5.0 Final Visualization

You can find the published version of the dashboard at : https://shauncwh.shinyapps.io/Assignment5Dashboard/

An additional screen shot of the dashboard is as follows:

Alternatively, you may allow for the dashboard to be run in RStudio by allowing for runtime: Shiny located in the YAML documentation at the top of this markdown document

Shiny applications not supported in static R Markdown documents



5.1 Description of Visualization and Insights

The Visualization dashboard offers insights into the health and performance of the e-commerce business from differing lenses for different uses with different priorities and responsibilities. Examples of insights and their uses include:

  • The GMV of the business has increased rapidly over the years with a cumulative growth of $13.2mn between October’16 and September’18. However, looking at the logarithmic scale, we observe that the growth was the fastest in the initial stages (oct’16), with a slight boost in Jan’17. However, the rate of growth has since slowed down.
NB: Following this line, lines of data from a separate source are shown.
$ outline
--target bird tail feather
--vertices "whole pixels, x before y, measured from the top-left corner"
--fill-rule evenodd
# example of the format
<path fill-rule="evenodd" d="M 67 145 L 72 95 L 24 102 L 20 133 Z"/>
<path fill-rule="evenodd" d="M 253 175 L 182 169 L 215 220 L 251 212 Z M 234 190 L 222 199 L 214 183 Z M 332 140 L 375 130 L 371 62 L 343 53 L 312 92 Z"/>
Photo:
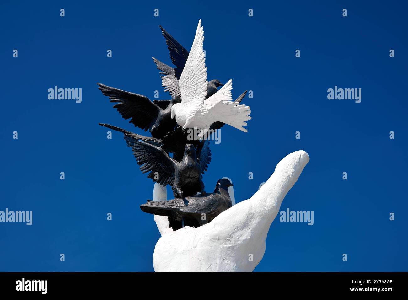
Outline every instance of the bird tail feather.
<path fill-rule="evenodd" d="M 228 124 L 244 132 L 248 132 L 248 130 L 242 127 L 246 125 L 245 121 L 251 119 L 249 116 L 251 113 L 251 107 L 231 101 L 220 102 L 216 106 L 218 107 L 215 107 L 214 110 L 219 112 L 220 117 L 218 121 Z"/>
<path fill-rule="evenodd" d="M 173 217 L 174 210 L 180 207 L 178 204 L 178 202 L 174 200 L 166 201 L 148 200 L 146 203 L 140 205 L 140 209 L 149 213 Z"/>

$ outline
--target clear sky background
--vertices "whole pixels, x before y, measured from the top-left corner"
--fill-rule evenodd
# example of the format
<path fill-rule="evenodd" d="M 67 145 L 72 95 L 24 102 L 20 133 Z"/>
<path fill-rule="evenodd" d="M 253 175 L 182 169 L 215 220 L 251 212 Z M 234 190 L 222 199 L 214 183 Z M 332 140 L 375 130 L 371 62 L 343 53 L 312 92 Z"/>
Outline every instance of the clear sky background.
<path fill-rule="evenodd" d="M 33 211 L 33 220 L 0 223 L 0 271 L 153 271 L 160 234 L 139 207 L 153 183 L 122 135 L 108 140 L 98 123 L 144 131 L 96 84 L 170 99 L 151 58 L 171 64 L 159 25 L 189 50 L 200 19 L 208 79 L 232 79 L 234 98 L 253 95 L 244 101 L 248 132 L 226 126 L 221 143 L 211 142 L 206 190 L 228 177 L 239 202 L 287 154 L 310 156 L 280 210 L 313 211 L 314 224 L 278 215 L 255 271 L 408 271 L 407 9 L 405 1 L 2 1 L 0 210 Z M 82 103 L 48 100 L 55 85 L 82 89 Z M 335 85 L 361 89 L 361 102 L 328 100 Z"/>

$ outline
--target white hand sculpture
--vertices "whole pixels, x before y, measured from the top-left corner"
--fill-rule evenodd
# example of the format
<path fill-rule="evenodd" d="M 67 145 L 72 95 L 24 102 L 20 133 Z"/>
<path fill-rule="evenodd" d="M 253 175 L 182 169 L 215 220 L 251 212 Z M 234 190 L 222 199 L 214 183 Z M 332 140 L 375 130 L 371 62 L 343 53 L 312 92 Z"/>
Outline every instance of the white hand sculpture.
<path fill-rule="evenodd" d="M 153 254 L 155 271 L 253 271 L 265 253 L 268 231 L 282 201 L 308 161 L 309 156 L 304 151 L 291 153 L 279 162 L 274 173 L 251 199 L 237 203 L 211 222 L 197 228 L 186 226 L 173 231 L 166 227 L 166 217 L 155 216 L 162 236 Z M 160 185 L 157 188 L 165 191 Z M 156 188 L 155 185 L 157 195 Z"/>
Although this is common when businesses grow, the business should still take note and try to continuously increase its conversion and sales.

  • Home/Household Products are the best-selling products (in terms of GMV) for this e-commerce site. Hence, the business should focus on further growing and milking the sales of products from this category. One such way would be to increase the diversity of home/household products and sellers that are focused on this category. Engaging in any promotion in price might not be useful as this is already a mature category where willing users are less sensitive to price.
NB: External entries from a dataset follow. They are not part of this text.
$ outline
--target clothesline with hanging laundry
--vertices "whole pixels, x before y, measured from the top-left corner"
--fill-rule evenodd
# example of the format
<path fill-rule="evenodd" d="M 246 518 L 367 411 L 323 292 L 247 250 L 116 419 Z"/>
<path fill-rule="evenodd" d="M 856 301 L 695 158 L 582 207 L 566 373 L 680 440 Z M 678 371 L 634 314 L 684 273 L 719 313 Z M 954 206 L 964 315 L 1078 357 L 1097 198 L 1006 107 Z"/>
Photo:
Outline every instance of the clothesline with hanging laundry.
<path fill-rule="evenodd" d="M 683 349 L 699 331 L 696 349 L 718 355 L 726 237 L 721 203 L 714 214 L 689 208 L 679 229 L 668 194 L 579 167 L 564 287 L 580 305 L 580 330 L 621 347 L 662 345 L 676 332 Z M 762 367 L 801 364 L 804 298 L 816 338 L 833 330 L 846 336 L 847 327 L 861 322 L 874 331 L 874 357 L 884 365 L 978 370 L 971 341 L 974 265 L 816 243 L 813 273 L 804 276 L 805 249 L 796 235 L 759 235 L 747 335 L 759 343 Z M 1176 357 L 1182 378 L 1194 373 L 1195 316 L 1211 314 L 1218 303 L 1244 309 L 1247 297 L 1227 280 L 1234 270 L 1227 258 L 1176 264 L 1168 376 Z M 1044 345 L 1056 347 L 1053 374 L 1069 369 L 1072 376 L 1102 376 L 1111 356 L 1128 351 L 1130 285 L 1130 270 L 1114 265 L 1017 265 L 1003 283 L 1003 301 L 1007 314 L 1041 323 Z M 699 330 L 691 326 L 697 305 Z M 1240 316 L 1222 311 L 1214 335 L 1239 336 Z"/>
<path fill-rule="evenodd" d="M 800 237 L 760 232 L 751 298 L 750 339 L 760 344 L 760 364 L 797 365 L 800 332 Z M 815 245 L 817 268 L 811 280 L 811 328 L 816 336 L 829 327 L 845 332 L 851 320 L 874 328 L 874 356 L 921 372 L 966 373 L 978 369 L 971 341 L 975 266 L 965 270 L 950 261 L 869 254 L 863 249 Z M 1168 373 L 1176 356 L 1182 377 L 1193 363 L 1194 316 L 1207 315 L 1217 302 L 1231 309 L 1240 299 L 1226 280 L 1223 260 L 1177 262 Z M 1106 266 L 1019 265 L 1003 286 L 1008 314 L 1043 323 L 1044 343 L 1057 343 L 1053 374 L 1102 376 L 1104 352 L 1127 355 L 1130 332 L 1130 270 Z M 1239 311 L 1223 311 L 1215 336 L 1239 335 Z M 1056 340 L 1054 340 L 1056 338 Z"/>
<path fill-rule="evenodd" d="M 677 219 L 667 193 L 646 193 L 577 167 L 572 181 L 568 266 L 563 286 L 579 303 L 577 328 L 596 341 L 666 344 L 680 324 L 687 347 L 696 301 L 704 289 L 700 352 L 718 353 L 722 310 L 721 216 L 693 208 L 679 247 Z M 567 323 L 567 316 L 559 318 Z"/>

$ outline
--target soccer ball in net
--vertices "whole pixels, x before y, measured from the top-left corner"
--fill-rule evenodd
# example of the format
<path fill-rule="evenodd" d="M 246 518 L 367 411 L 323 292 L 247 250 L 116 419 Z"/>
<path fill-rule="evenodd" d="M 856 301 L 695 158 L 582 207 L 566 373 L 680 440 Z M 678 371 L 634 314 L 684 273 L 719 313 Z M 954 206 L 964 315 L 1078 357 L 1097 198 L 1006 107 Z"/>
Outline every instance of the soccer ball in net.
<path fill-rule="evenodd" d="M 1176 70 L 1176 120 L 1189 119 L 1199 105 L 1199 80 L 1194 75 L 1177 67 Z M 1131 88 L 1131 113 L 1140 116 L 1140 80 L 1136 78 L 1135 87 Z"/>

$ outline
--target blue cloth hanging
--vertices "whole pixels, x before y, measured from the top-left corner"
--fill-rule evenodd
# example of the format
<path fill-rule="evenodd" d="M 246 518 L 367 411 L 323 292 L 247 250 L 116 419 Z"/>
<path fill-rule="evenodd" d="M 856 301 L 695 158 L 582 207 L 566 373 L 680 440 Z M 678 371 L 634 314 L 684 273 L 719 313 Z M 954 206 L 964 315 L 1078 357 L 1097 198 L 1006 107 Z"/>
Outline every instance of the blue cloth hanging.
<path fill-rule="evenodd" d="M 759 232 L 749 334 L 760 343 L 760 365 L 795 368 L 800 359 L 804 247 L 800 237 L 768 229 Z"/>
  • On the other hand, categories such as art, security and festivals seem to lag behind in sales. Should the ecommerce want to try and balance their sales portfolio more, they could look at marketing strategies targeted at boosting sales in these categories. For example, they could look at cross selling or promotions such as free shipping vouchers which, according to industry knowledge, is the most attractive offer to users.

  • Most orders are fulfilled within a week to 2 weeks which is quite a fair delivery time for ecommerce orders. However, it should also be noted that some orders take up to or more than a month to be fulfilled. These would negatively affect the user experience and efforts should be carried out to improve this.

These are just a few of the insights that can be obtained from the dashboard. The dashboard is dynamic which allows for more views and tabs to be added if necessary to serve a wider audience.